Between the 7th and the 13th a large anticyclone near the Azores moved north-east to cover the whole of the British Isles before retreating west again. The east and south-east were sunny from the 7th to the 9th but a warm front brought cloud to the west coast and this eventually spread across the whole country. From the 10th to the 12th air of subtropical origin combined with the intense anticyclone led to hot and sunny weather over much of the country. The most outstanding day was the 11th when the temperature reached 30 °C at Glenlivet and Peebles.

More unsettled conditions brought a mixture of weather types between the 14th and 19th. A cold front pushed a band of rain south-east across the country on the 14th and this was followed by a quiet, dry and cloudy day on the 15th. A warm front brought a return of the warm and humid air and despite much cloud, the temperature rose to 27 °C at Kinloss the next day.

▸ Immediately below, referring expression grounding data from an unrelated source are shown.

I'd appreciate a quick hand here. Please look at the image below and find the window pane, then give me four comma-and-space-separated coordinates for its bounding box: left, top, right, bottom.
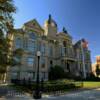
41, 44, 45, 54
27, 72, 35, 79
41, 57, 45, 68
15, 37, 22, 48
29, 32, 36, 40
28, 40, 35, 52
23, 38, 28, 50
61, 47, 65, 56
27, 57, 34, 66
49, 46, 53, 56
41, 72, 45, 79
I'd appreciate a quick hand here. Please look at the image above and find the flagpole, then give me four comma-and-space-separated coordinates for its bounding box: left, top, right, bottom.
81, 40, 86, 79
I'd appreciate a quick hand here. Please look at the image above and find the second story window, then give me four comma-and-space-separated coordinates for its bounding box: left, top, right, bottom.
15, 37, 22, 49
28, 40, 35, 52
27, 57, 34, 66
49, 46, 53, 56
41, 44, 45, 54
61, 47, 65, 56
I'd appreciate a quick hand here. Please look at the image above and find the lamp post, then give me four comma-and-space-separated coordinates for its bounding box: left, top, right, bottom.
33, 51, 41, 99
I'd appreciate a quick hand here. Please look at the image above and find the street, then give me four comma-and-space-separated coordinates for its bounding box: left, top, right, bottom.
0, 88, 100, 100
42, 88, 100, 100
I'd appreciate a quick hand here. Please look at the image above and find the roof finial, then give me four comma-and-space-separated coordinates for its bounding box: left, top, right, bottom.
63, 27, 67, 33
48, 14, 52, 24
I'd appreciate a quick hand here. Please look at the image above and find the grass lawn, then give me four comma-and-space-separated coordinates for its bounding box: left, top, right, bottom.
82, 81, 100, 88
75, 81, 100, 88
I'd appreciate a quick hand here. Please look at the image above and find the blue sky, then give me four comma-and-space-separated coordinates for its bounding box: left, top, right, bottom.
13, 0, 100, 63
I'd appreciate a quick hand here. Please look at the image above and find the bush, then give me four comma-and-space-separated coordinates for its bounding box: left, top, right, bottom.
12, 79, 82, 94
49, 65, 65, 80
43, 83, 76, 92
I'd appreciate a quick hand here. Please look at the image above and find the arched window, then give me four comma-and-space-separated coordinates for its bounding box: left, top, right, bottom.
15, 37, 22, 48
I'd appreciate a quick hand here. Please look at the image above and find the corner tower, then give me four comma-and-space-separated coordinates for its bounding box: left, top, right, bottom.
44, 14, 58, 37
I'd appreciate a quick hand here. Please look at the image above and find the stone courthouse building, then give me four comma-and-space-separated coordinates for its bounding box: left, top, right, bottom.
8, 15, 91, 81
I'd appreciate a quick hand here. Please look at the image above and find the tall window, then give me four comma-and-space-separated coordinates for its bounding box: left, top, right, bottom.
27, 57, 34, 66
49, 46, 53, 56
61, 47, 65, 56
27, 72, 35, 79
80, 53, 83, 60
23, 38, 28, 50
41, 72, 45, 79
64, 47, 67, 55
41, 57, 45, 68
41, 44, 45, 55
15, 37, 22, 48
28, 40, 35, 52
85, 64, 88, 71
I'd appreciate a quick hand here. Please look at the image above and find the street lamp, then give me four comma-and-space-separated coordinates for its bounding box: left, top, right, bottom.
33, 51, 41, 99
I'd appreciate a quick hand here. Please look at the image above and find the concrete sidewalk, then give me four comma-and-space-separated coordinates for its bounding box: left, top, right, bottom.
0, 88, 99, 100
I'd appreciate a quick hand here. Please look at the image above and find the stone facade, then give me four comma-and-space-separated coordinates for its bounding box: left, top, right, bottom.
8, 15, 91, 81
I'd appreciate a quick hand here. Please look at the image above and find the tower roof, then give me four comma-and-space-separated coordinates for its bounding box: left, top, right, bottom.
44, 14, 57, 27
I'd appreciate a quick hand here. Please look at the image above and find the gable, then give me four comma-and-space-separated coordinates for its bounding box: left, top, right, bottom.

The following cold front brought 26 mm of rain to Broadford overnight. A couple of bright and showery days followed but it was much cooler than before with the temperature rising to only 13 °C at Tulloch Bridge on the 19th.

Fair weather returned to Scotland between the 20th and 24th as high pressure built in the Atlantic towards Iceland and a light northerly airflow covered the country. It was cloudy in the north at times but central and southern districts experienced plenty of sunshine.

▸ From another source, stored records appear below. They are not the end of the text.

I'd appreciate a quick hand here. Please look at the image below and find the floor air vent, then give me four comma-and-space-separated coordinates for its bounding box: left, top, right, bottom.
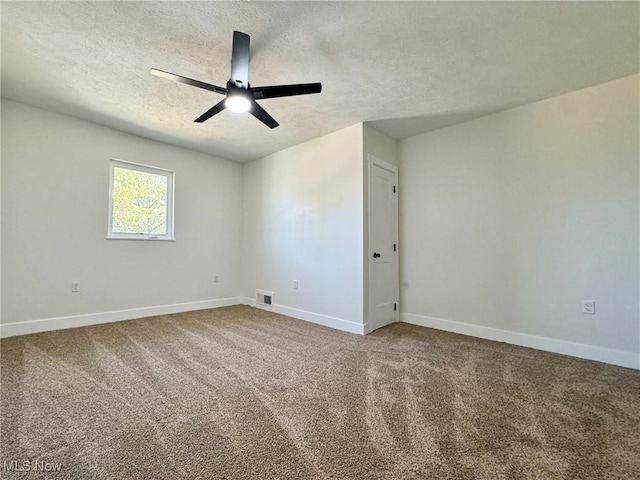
256, 290, 274, 307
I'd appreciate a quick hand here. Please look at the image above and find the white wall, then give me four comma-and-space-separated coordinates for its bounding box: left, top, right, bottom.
363, 123, 399, 167
1, 100, 243, 332
400, 74, 640, 368
0, 105, 3, 324
242, 123, 365, 332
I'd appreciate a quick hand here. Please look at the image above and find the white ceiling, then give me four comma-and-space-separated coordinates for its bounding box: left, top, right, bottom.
2, 1, 638, 163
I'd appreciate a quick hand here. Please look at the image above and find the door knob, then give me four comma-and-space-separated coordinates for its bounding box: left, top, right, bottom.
373, 252, 381, 258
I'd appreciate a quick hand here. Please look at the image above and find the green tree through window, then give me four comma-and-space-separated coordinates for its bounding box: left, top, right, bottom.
112, 167, 168, 235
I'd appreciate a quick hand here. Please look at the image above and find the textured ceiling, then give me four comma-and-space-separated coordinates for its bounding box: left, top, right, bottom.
2, 1, 639, 162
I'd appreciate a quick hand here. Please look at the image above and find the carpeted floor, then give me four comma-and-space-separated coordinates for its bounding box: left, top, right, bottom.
1, 306, 639, 479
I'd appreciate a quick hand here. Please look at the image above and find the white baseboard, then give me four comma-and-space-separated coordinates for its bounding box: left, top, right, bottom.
0, 297, 243, 339
10, 301, 631, 369
401, 312, 639, 370
241, 297, 366, 335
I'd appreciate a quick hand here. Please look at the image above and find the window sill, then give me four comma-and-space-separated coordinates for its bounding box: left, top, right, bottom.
106, 235, 175, 241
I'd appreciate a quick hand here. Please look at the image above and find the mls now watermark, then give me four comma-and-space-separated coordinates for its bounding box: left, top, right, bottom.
2, 460, 63, 473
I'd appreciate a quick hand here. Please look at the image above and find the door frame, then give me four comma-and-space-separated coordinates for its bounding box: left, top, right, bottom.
366, 154, 399, 333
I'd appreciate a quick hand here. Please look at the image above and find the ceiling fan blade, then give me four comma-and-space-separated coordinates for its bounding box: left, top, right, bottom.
194, 99, 227, 123
230, 31, 250, 88
251, 83, 322, 99
150, 68, 227, 95
250, 101, 279, 129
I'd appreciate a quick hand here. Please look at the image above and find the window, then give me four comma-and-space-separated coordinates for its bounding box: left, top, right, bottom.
108, 159, 174, 240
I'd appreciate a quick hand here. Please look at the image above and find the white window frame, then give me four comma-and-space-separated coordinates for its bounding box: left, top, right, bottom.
107, 159, 175, 241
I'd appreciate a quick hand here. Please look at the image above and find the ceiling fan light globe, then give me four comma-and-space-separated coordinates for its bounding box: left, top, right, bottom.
225, 94, 251, 113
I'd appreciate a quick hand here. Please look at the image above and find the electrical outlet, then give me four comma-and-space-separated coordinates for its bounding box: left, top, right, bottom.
214, 275, 219, 283
582, 300, 595, 315
293, 280, 298, 290
71, 281, 80, 293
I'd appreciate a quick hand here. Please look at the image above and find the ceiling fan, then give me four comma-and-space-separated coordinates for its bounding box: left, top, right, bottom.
150, 31, 322, 129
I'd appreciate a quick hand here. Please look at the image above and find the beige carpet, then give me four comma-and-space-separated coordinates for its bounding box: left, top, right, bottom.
1, 305, 639, 479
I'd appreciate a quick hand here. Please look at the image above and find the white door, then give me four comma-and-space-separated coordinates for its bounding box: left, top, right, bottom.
368, 156, 398, 332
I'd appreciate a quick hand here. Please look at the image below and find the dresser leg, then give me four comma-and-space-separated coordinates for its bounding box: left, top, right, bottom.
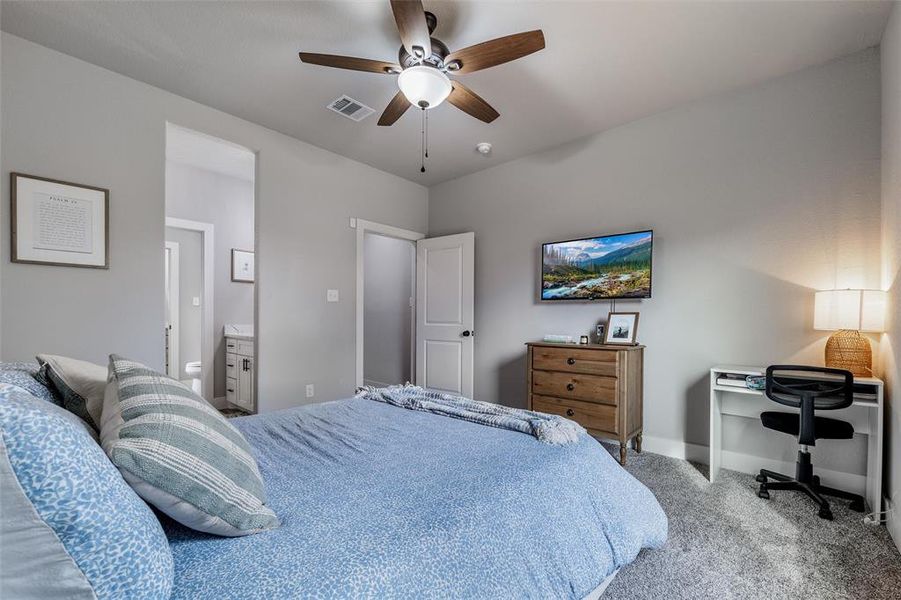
619, 441, 627, 465
633, 433, 643, 453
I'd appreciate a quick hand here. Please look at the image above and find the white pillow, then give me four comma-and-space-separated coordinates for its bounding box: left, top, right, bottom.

The dry weather continued from the 25th to the 27th as the light northerly airflow continued. However, it was rather cloudy in most places away from the west and southwest. It was also cool with the temperature falling to 3 °C at Fife Ness and West Freugh on the 27th.

From the 28th to the 30th a depression moved from the Bristol Channel to the North Sea and its front brought cloud to the whole of Scotland and slight rain to the south and east. On the 28th the maximum temperature at Eskdalemuir was 11 °C. Fair weather returned to the south and west on the 31st as a ridge of high pressure approached from the west.

Northern Ireland diary of highlights

Mostly warm and dry, but duller than average.

The first week of the month was rather changeable with showers or some longer spells of rain in places and temperatures around average for the early part of July.

A warm front moved eastwards on the 8th, bringing some light drizzly rain but introduced much warmer and humid air across all areas. Pressure rose and the period between the 9th and the 13th was fine and increasingly hot with long sunny periods. Temperatures rose to the mid-to-high 20's and on the 11th a peak of 29 °C was observed in County Fermanagh. The same day, Belfast airport recorded 28 °C, its hottest day in July since 1989.

The 14th was cloudy and much cooler with some showery rain spreading south-east across all areas through the day. The 15th was then dry but cool with temperatures typically 16 or 17 °C.

Another weak warm front moved across the area on Saturday the 16th and humid air returned; Sunday the 17th turned into a hot and sunny day in many areas with temperatures again peaking in the mid 20's °C. This was followed by some heavy late evening showers in the north-west.

The 18th to the 21st were cooler and fresher once again with winds often from a North-westerly direction. Most days though had some sunshine and it turned temporarily warmer again on the 14th with temperatures locally up to 23 °C.

The last week of the month was very much cooler and the 28th and 29th were wet days in the south and east when a slow moving front gave 20 mm or more in places. Under the wet weather across parts of Armagh and Down, temperatures struggled at an unseasonably cool 12 to 14 °C. During this period, many parts of Fermanagh, Tyrone and Londonderry had little or no rain.